今は俺が彼女の監視役を引き受けることで成立したいわゆる仮の信頼関係だ。
「そうね」
すると、ユレイナがミリシアを連れて来てくれた。
「では、夕食にしましょうか」
そして、奥の厨房へと向かって料理を机に並べていく。ミリシアは並べられていく料理を見ながらゆっくりと椅子に座った。
「……エレイン、明日のことなんだけど」
「朝から出発するのだったな」
「ええ、すぐにでも向かいたいからね」
セシルを助けたいと思っているのは俺だけでなく、目の前にいるミリシアや共に訓練を続けてきたカインも同じだ。今回の件に関してはなるべく早く解决したいところだ。
「エレインとしてはセシルは死んでいないと思っているのよね?」
「そうだな。連れ去ったのがセシルの父なのだとしたら、そう簡単に死なせはしないだろう」
「でも、大量の血を吐いて倒れていたのよ?」
「それが本当にセシルの血液なのかもわからない。食べた肉塊の可能性だってあるわけだ」
そのことはルクラリズやブラドの話から聞かされていた。ただ、そうとはいっても確実にセシルが死んだとも限らない。実際に確認しないとわからないからだ。
「……生死がわからない以上、生きていると推定した方がいいだろうな」
「確かにそうね」
俺の話を聞いたルクラリズはうなずきながらそう言った。
「じゃ、少し早いけれど、食べながら明日の作戦について話すわ」
それから、俺たちはミリシアの話を聞きながら夕食を食べることにした。
その小さな作戦会議ではルクラリズが終始真剣な表情で聞いていた。ミリシアの少し難しくわからない内容にはしっかりと質問して理解しようとしているのが伺える。本当に人間に協力したいと思っているのは間違いないように見える。

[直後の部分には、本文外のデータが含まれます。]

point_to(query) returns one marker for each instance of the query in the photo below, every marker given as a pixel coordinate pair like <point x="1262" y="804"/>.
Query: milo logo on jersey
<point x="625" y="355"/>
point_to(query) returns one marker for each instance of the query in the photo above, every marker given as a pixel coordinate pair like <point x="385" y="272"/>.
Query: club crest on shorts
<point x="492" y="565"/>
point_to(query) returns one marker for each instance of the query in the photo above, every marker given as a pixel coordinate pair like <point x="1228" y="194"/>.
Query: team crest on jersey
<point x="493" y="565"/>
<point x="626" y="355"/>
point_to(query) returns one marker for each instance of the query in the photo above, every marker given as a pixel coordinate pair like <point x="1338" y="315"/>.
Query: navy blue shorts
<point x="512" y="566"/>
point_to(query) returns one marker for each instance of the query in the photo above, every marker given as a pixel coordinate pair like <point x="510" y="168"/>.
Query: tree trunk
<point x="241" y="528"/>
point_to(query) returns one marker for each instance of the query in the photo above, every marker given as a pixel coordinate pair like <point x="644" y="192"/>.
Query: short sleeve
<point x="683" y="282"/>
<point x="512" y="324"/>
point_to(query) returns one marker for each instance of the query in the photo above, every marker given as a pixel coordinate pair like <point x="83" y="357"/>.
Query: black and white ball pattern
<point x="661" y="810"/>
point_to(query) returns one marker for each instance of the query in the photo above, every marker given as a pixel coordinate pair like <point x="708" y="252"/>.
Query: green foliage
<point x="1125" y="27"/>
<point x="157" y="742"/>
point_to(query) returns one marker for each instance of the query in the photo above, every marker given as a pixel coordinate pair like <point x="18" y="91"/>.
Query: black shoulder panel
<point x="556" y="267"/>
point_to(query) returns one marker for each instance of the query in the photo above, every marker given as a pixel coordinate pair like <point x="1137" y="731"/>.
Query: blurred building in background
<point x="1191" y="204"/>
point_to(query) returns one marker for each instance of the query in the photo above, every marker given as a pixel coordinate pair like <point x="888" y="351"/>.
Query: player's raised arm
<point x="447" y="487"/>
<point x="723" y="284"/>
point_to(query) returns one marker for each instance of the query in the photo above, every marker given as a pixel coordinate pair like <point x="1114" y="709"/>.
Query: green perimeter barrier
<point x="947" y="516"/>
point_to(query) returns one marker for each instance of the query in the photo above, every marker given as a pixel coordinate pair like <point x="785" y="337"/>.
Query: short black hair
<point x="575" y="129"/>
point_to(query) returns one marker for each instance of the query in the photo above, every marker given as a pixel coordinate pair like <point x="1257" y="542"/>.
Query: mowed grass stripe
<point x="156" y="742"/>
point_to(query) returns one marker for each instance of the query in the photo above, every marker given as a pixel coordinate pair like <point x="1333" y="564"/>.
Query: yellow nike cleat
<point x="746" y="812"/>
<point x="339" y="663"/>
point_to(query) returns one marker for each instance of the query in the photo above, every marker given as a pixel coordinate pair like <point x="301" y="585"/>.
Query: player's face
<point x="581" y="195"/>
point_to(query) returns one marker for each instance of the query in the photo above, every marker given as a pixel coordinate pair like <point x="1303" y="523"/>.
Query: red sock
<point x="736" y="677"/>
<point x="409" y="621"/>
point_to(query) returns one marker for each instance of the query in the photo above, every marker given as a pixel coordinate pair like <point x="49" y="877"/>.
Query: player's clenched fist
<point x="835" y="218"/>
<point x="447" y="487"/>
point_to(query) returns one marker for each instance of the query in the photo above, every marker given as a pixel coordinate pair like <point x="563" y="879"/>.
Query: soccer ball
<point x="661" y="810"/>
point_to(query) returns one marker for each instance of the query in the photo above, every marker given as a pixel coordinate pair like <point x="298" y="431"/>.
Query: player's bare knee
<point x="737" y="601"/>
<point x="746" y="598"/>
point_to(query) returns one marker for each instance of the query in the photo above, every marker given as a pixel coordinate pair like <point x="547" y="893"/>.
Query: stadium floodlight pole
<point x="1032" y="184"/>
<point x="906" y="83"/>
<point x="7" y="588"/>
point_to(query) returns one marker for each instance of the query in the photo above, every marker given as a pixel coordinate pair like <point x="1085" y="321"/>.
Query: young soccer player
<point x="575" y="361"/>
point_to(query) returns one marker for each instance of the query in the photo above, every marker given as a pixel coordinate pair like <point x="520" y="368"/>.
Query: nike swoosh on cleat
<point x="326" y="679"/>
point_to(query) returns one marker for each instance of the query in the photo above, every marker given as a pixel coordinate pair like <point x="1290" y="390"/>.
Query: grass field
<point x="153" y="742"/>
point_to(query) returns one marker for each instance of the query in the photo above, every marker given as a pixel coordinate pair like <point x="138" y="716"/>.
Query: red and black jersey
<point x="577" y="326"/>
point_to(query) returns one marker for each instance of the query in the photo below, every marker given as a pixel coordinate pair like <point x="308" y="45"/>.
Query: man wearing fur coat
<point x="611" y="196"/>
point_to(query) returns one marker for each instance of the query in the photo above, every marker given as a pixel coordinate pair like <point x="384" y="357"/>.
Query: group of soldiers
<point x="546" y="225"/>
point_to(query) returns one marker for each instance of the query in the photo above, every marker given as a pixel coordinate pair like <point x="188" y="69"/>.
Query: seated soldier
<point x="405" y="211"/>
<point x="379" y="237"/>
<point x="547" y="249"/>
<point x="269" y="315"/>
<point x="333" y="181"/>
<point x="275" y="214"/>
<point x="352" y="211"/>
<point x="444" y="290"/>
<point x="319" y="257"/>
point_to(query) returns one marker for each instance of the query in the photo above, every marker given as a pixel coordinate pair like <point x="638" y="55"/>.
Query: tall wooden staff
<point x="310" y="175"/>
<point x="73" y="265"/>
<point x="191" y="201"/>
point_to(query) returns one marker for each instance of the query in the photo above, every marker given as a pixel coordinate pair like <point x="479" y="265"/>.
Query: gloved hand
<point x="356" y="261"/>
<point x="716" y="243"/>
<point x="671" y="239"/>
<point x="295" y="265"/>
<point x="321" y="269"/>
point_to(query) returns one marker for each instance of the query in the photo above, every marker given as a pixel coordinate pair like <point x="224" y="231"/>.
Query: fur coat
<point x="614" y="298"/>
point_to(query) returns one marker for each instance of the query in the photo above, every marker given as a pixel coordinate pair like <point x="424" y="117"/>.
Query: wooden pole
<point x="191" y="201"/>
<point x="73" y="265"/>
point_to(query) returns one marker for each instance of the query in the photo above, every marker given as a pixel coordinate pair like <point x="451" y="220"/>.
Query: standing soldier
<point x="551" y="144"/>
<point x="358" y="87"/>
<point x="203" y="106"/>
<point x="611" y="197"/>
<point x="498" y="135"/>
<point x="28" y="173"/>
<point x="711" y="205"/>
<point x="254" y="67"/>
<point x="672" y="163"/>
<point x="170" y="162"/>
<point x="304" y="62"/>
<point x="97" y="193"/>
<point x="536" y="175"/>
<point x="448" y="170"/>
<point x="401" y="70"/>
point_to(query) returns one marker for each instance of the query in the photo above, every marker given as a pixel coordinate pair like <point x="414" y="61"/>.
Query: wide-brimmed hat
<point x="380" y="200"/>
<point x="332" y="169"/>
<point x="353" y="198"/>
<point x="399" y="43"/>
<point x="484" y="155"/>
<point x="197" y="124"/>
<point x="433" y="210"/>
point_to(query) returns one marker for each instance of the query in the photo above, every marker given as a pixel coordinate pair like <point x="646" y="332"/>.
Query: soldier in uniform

だからこそ、俺もルクラリズを信じたくなる。彼女は自覚していないだろうが、そういった小さなことでも信頼関係は形成されていくのだ。そして、その信頼関係はやがて強力な守護の力へと変化することだろう。
こんにちは、結坂有です。
強い信頼関係にある人はいますでしょうか。
人間は他人から信頼されることで自らを守ります。もちろん、他人を信頼することで他人を守ろうともしますよね。
複雑な関係性ですが、ゆっくりとルクラリズも成長していくみたいです。